I’m trying to remember my father’s office when I visited him 50 years ago. Definitely pads, a stapler, rubber bands, stuff like that, which we still have now. A simple telephone, perhaps with an intercom button. Maybe a typewriter, but that was mostly for secretaries. I remember an in basket and an out basket, and a big soft pad you put papers on. He often looked at plans. Rulers no doubt. And of course pictures.

If movies and TV shows set in white-collar environments from the 1940s all the way up to the 70s are to be believed, whiskey and lots of it.

ETA: and as Jabiru said, an ashtray.

I think there are several episodes of Starsky and Hutch which literally consist of 60 minutes of haggard-looking men in tweed suits sitting in offices with dark green carpet and fake wood paneling, drinking Scotch and smoking cigarettes.

My father, who worked at SSA headquarters from the 50s to the beginning of the 80s, told me about a fellow supervisor who kept “procedure” in a desk drawer.

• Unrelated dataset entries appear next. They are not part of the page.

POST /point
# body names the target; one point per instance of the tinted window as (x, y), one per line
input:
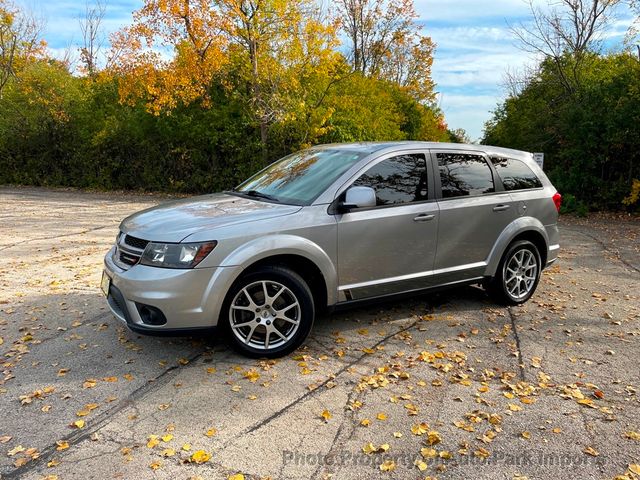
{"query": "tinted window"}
(397, 180)
(515, 174)
(462, 174)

The “procedure” were porno magazines.

Paperweights, which actually had a function back when electric fans were the main method of keeping cool.

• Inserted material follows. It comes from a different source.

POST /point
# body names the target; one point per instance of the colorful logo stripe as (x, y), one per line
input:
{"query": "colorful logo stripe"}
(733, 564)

Mad Men on AMC has good office clutter from 1960. A lot of things executives use a computer for, were actually done by secretaries, so there might have been less clutter on a boss’ desk 50 years ago.

Stone tablet and chisel?

There were no electronic calculators yet, but there were mechanical adding machines

On top of the desk, it’d be a typewriter, an adding machine (depending on the job), a pencil holder with pencils/pens, etc., phone, perhaps a message pad (though that was what secretaries had), and, depending on how sloppy the worker was and company rules for a desk, papers and files he was working on.

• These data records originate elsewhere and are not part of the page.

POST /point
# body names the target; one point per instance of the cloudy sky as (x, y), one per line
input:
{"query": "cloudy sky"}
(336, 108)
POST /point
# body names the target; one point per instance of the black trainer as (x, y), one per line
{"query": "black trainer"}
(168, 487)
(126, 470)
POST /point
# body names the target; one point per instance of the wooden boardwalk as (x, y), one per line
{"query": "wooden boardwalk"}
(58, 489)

Desk blotters were still pretty common, too, though people had moved on from fountain pens.

Other material like extra pens, rubber bands, rulers, etc. would be in the top desk drawer. The side drawers would have file folders (generally not hanging folders) that the worker needed regular access to.

Spindles. Remember “do not fold, spindle, or mutilate?” You need a spindle if you’re going to spindle something.

Not on the desk, but my father was a pocket protector guy in the 60s and they were very common then. His shirt was always white too.

I was in the workforce before computers or word processors were common, so I’m speaking from experience, not WAGing. What you had on your desk would totally depend on your job. For example, if you had a secretary, you wouldn’t have a typewriter, but she (probably) would. Even if you didn’t have a secretary, you still wouldn’t have a typewriter unless you needed one. Not every job required one. Same with adding machines, dictaphones, in/out boxes, and a lot of the other things mentioned.

As for some of the basic office supplies … I’m a modern IT worker with (pauses a moment to count) three computers at my desk. I still have paper clips, pens, tape, a stapler, staple remover, file folders, etc. because I still have to deal with paper occasionally.

I looked at those old adding machines, how the hell did they work?

If you were an executive, you didn’t have to worry about things like typewriters, as you had a secretary who took care of mundane stuff like that. As a matter of fact, the less stuff you had on your desk, the higher up you were on the old organizational chart.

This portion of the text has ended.